Due to the officer’s training and experience, he or she knew that stolen vehicles are commonly left in the apartment complex in this general area. Additionally, the officer knew that stolen vehicles in Las Vegas commonly have Texas buyer plates attached to them, because those plates are very easy to get online. Additionally, the officer knew that drivers of stolen vehicles often turn off their lights when not on a public road to avoid detection by police. Also, it was dark outside and around midnight, which is the usual time that stolen vehicles are driven.
And for those reasons, the officer made the traffic stop. Well, whether or not this traffic stop was supported by reasonable suspicion, it’s always up for debate. I will tell you that, first things first, the officer is overall doing a very good job, articulating a lot of stuff. Do I think that there was reasonable suspicion here for a stolen vehicle? The answer is “No.”
Based on only what I read from what the officer is putting down, I can’t interject my own articulation into his reports, because that’s not my job. My job is to evaluate what you give me. In order to look at this reasonable suspicion, we have to ask this question: “If we uphold this traffic stop under these particular facts provided, is that specific enough for criminal activity?” Because if we say “yes,” then that means that we can stop everybody who fits these set of facts. That’s the reason why I say “no.”
It’s very important for you to recognize that if the facts that you give me, for example, or your DA, are XY and Z, and you’re saying “that’s why I stopped the person,” then what you are saying, in essence, is that everybody who has X, Y and Z factors can be stopped by the police. Does that make sense? And the next question is, are these factors kind of so generic, that it would be a dragnet essentially, for a lot of innocent people?
I’ll use a case from the Ninth Circuit to illustrate this point. Let me read you the quote. “Reasonable suspicion must not be based on broad profiles which cast suspicion on entire categories of people.” That’s the rationale upon which the reasonable suspicion doctrine is based. A doctrine that thwarts the notion of liberty and freedom from state intrusion in a mobile society must be founded on an objective basis for suspecting that a particular person is engaged in criminal activity, lest we sweep many ordinary citizens into a generality of suspicious appearances merely on hunch.

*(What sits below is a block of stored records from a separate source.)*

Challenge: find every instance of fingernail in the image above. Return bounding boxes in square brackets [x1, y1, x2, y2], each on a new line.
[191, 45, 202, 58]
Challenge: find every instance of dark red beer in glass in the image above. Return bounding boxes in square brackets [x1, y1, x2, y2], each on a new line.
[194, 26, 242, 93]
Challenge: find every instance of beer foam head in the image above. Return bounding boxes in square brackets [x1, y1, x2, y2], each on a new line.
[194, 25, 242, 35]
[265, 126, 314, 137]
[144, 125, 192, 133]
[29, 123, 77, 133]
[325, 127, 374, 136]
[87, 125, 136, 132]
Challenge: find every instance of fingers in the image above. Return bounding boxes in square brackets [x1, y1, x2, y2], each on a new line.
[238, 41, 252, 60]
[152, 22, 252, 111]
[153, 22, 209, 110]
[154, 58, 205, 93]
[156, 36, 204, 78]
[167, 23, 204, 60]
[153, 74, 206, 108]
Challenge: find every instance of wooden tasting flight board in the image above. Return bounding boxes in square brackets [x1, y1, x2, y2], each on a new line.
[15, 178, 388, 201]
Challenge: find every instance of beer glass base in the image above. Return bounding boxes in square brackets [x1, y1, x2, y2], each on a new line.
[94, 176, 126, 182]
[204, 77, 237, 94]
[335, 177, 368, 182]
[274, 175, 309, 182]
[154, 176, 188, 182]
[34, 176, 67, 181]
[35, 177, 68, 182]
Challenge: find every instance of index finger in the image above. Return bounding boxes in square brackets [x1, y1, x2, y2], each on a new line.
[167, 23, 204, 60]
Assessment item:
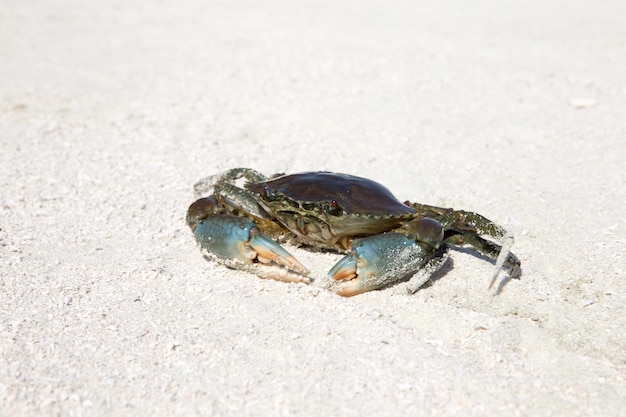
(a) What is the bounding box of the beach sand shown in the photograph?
[1,0,624,415]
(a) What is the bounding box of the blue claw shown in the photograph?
[328,233,429,296]
[193,215,309,279]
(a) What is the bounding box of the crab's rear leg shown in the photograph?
[444,231,520,289]
[187,197,310,284]
[193,168,269,220]
[408,203,522,287]
[193,168,266,198]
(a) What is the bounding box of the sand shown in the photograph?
[1,0,625,415]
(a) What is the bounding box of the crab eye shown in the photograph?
[263,185,276,201]
[324,199,342,216]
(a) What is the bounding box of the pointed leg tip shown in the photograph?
[488,274,498,290]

Reasonable suspicion can not rest upon the hunch of an experienced officer, even if the hunch turns out the turns out to be right. There is a requirement of objective fact to support an inference of wrongdoing. So, in other words, we have to be specific enough to convince the court that we reasonably believe that this particular person is engaged in criminal activity.
Now, let’s use this logic and let’s go back to our traffic stop. Well, there was nothing except for this; the lights off business, right? There was nothing specific about this person. These conditions about why this was potentially a stolen vehicle and why this was a an unlawful placard, it’s all generalities, right?
And I understand, don’t get me wrong, all these generalities and these factors will come in because they are relevant. But is that enough to make it specific enough? If we buy off on this, if the court says, “Officer, you are good, you can stop this person for reasonable suspicion,” they are also saying, “Officer, if you see other people under the same facts, you can stop them too.”
That means that people with these Texas buyer plates at midnight in this neighborhood with their lights off in a parking lot can be stopped, detained and interrogated about their vehicle. I am not convinced that the court is going to see it that way. I don’t see anything specific.
Maybe the person looks at police and starts trying to drive away. Maybe the person looks at the cops and starts ducking, and so forth. Maybe the Texas buyer plate, has an obviously expired date. But we need something more than what’s there.
Now, I still think the stop was valid, because it appears to me that at least we have an arguable reason that the vehicle is violating a no parking zone by parking in a red zone. But in and of itself, I don’t think that we have enough reasonable suspicion for a stolen vehicle. So I think the stop was okay, but for a different reason.
This is very, very important. But the message here is that the officer was doing a good job. Ultimately, again, that stuff was lawful, but it’s your job to be as specific as possible about this particular person. If you’re not, you may have an unconstitutional detention on your hands. And that can cause lots of problems; suppression of evidence, internal discipline, lawsuits, and so forth.
All right, I’m not trying to be hypercritical on any of you. I did the job. I also probably had stops that weren’t even as well articulated as this one. So the officer again is doing a good job. But I do want you to realize that it has to be a little bit more specific than these generalities.